The Herald has learned that the two prison officers had escorted the inmate from prison to the hospital for treatment.

As they were getting him out of the van he allegedly turned on them.

A source said he had managed to get his hands out of the cuffs placed on him at the prison and use the restraint to wound the officers.

One officer had part of his ear bitten off during the attack and the other needed a number of stitches and medical staples to close a gash to his head.

Police are investigating the incident and say it's likely the inmate will be charged.

Corrections acting Deputy National Commissioner Neil Beales confirmed the incident however as it was under investigation, he could not comment on the specifics.

"On Sunday evening a prisoner was escorted to Whanganui Hospital at approximately 11pm, following assessment by an on-site prison nurse," he said.

"On arrival at the hospital, the prisoner assaulted the staff who were escorting him.

Two prison officers were attacked by an inmate they were escorting to Whanganui Hospital on Sunday. Photo / File
Two prison officers were attacked by an inmate they were escorting to Whanganui Hospital on Sunday. Photo / File

"The staff responded immediately to restrain the prisoner with the assistance of hospital security, and police were called.
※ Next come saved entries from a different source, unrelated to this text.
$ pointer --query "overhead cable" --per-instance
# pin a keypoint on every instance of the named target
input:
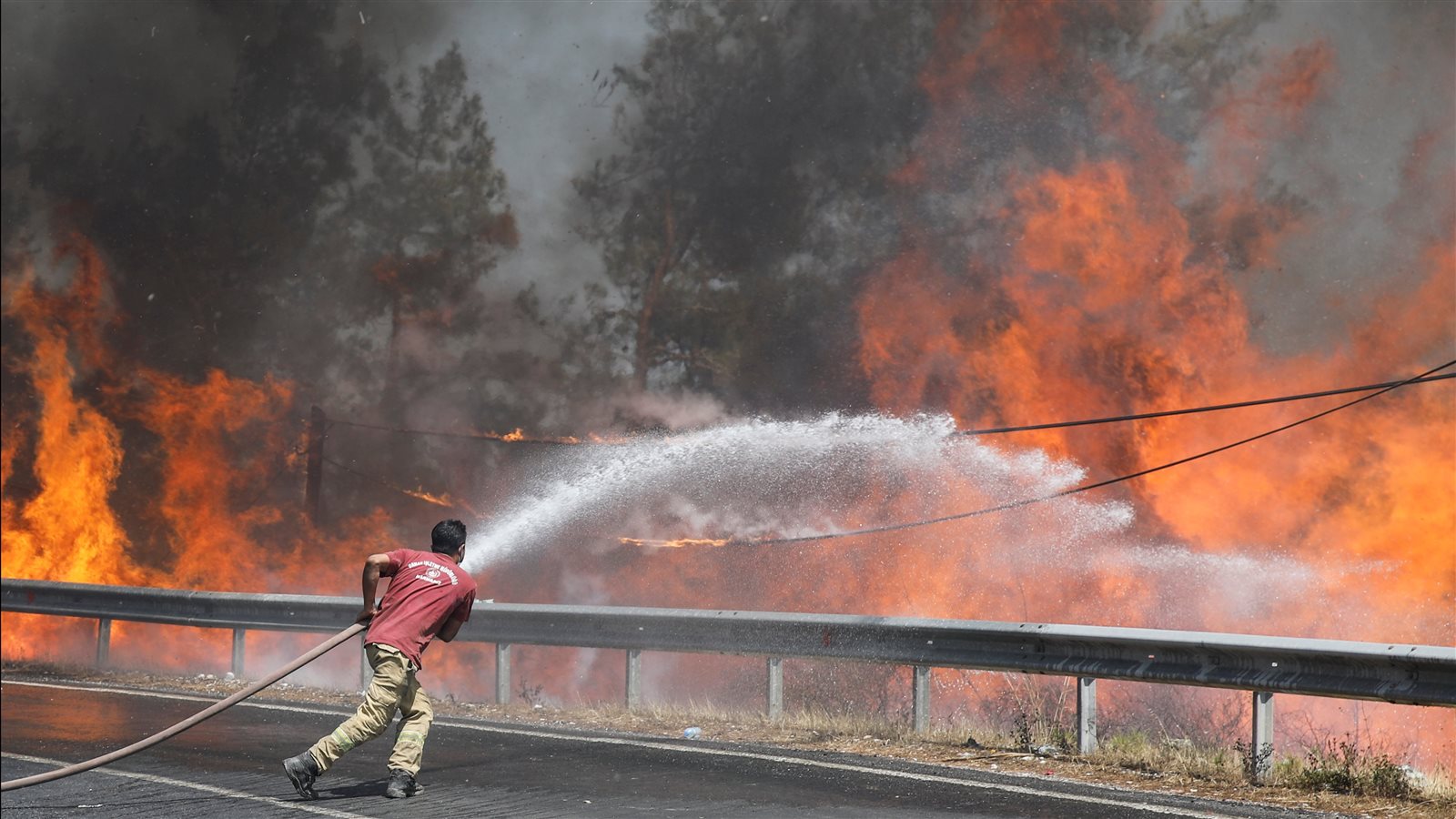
(1085, 487)
(1210, 409)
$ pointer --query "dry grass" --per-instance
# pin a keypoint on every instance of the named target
(1132, 760)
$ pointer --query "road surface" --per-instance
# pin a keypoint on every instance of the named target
(229, 767)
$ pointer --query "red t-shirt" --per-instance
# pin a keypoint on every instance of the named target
(426, 592)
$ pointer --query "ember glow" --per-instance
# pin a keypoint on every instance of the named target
(1072, 238)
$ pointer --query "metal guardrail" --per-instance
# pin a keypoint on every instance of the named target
(1417, 675)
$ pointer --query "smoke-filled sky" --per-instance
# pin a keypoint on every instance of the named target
(820, 238)
(538, 66)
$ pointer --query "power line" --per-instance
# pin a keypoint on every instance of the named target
(1210, 409)
(1085, 487)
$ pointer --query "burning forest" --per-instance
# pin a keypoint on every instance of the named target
(778, 261)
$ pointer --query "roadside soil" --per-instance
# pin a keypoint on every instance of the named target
(753, 729)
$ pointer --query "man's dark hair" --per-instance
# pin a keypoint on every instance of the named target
(448, 537)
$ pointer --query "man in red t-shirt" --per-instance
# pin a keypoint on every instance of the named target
(429, 596)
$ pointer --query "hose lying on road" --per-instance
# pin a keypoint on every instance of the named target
(213, 710)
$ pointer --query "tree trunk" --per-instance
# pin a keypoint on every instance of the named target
(641, 358)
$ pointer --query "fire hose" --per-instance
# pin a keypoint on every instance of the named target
(196, 719)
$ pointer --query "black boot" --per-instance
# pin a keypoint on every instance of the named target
(400, 784)
(302, 770)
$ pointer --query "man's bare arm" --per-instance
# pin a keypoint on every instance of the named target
(375, 567)
(450, 629)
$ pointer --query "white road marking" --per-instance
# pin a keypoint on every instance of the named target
(890, 773)
(215, 790)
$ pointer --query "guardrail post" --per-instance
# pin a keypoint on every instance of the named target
(502, 673)
(1263, 749)
(633, 676)
(1087, 714)
(775, 688)
(104, 642)
(921, 698)
(238, 652)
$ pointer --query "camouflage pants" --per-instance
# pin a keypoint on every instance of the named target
(392, 687)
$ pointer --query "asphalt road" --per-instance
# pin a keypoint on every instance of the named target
(229, 767)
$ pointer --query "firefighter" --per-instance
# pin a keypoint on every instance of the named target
(429, 596)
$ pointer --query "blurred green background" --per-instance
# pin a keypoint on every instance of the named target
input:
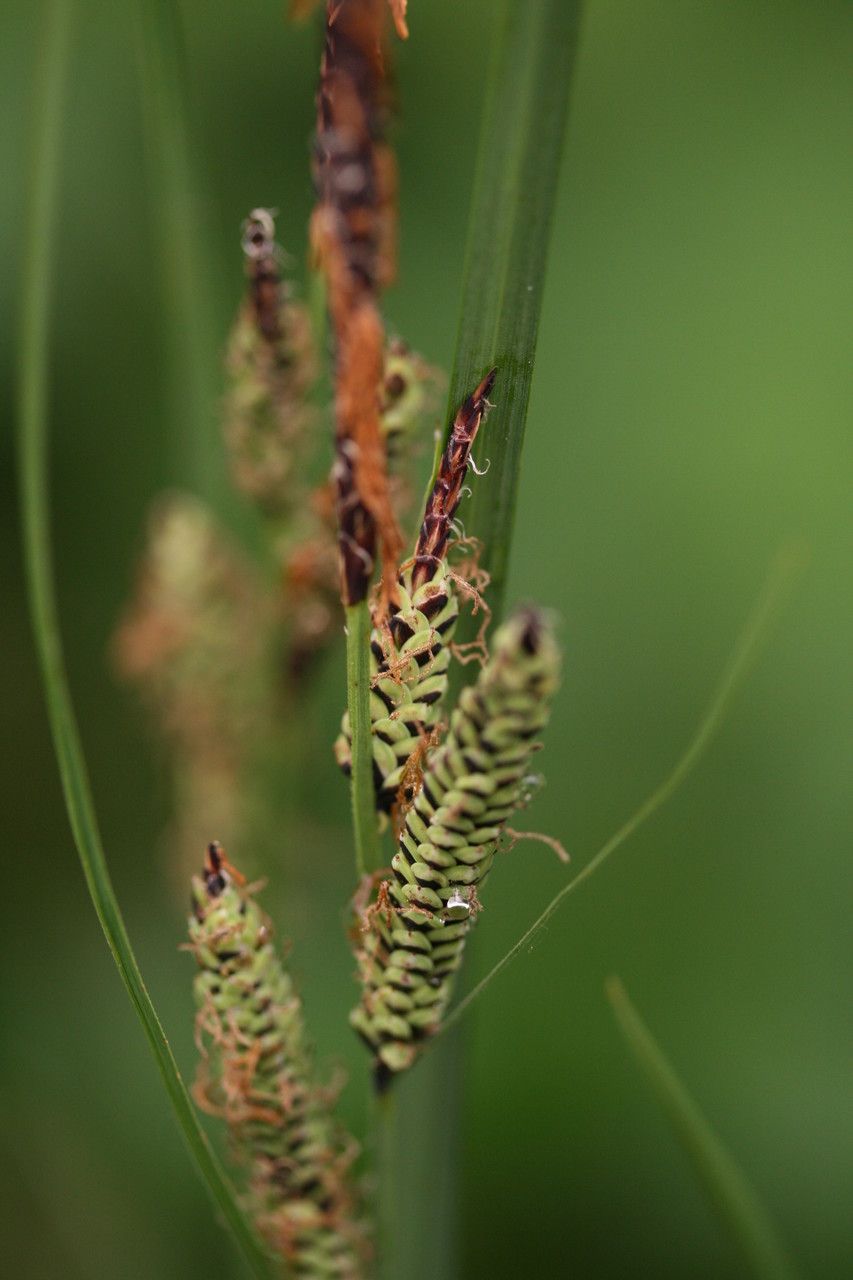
(690, 414)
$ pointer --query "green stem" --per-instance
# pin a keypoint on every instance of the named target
(506, 252)
(181, 225)
(361, 789)
(39, 270)
(734, 1200)
(386, 1137)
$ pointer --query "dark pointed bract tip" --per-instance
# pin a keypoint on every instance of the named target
(214, 860)
(532, 626)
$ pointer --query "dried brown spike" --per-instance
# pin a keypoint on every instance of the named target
(447, 490)
(351, 233)
(263, 270)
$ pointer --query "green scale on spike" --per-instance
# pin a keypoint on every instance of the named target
(410, 653)
(473, 782)
(256, 1073)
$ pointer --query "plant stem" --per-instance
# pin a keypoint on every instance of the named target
(507, 242)
(39, 270)
(181, 224)
(733, 1197)
(416, 1136)
(361, 789)
(386, 1138)
(506, 252)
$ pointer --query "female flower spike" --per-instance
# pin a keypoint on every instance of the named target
(473, 782)
(410, 653)
(256, 1074)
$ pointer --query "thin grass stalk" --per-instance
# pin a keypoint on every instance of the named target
(518, 168)
(179, 220)
(520, 142)
(729, 1191)
(37, 280)
(361, 787)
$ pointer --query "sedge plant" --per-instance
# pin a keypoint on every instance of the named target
(446, 698)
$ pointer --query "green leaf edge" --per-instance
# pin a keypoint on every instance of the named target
(32, 465)
(728, 1188)
(515, 187)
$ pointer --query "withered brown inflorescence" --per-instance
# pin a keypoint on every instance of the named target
(410, 650)
(352, 233)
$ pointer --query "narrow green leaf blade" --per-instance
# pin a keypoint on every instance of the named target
(733, 1197)
(363, 796)
(507, 246)
(32, 426)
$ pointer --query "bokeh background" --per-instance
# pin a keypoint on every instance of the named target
(690, 415)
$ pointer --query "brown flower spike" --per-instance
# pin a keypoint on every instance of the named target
(352, 231)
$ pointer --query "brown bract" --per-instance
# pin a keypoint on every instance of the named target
(447, 490)
(352, 232)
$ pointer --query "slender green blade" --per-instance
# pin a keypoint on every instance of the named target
(507, 246)
(747, 647)
(733, 1197)
(32, 425)
(179, 220)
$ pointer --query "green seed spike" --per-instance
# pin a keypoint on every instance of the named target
(272, 368)
(256, 1074)
(410, 653)
(415, 931)
(406, 397)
"The Corrections officers showed immense courage to bring the situation under control quickly and safely.

"In doing so they sustained injuries to their faces, heads and arms and one officer has a serious ear injury."

Beales said both officers were treated at hospital and were discharged soon after.

Both officers were being supported by Corrections.

"They have been visited by prison management and their colleagues and have been offered support through our Employment Assistance Programme," said Beales.

"Assaults on our staff are unacceptable.

"Every assault on a member of our staff is taken seriously and any prisoner who resorts to violence is held to account.

"Our staff do an incredible job in some very challenging circumstances to keep New Zealanders safe.

"Our people deal with some of our country's most dangerous and volatile people in a complex and challenging environment where assaults by prisoners are often spontaneous and come without any warning."

Beales said the inmate was "immediately returned" to Whanganui Prison and was being transferred to maximum security at Auckland Prison.

"Police are investigating the incident and charges are likely to be laid against the prisoner," he said.

"Corrections is undertaking a full review of the incident.

"The reality is the threat of violence is something we cannot eliminate entirely, but we do everything possible to minimise this risk.

"We have invested significantly in training and tools to keep our people safe."

Those tools included tactical skills such as de-escalation, stab resistant body armour, on-body cameras and the expanded use of pepper spray.

A police spokesperson also confirmed charges were likely.

The investigation into the incident was ongoing and no further comment could be made.

Corrections Association spokesman Beven Hanlon said prison staff dealt with attacks by inmates "on a daily basis".

"Our thoughts are with the injured staff who did nothing wrong but acted with extreme bravery when attacked with a weapon to stop this prisoner escaping and becoming a problem for the public," Hanlon said.

According to Corrections' latest annual report for 2017/18 there were 12 "serious" assaults on prison staff by inmates - which equates to a rate of 0.11 per
100 prisoners.


From the 2018/19 financial year, Corrections moved from reporting numbers of serious prisoner on prisoner and serious prisoner on staff assaults to reporting each as a rate per 100 prisoners.

They claimed rates were considered to be "a more accurate way to track incident trends over time as they allow for fluctuations in the prison population".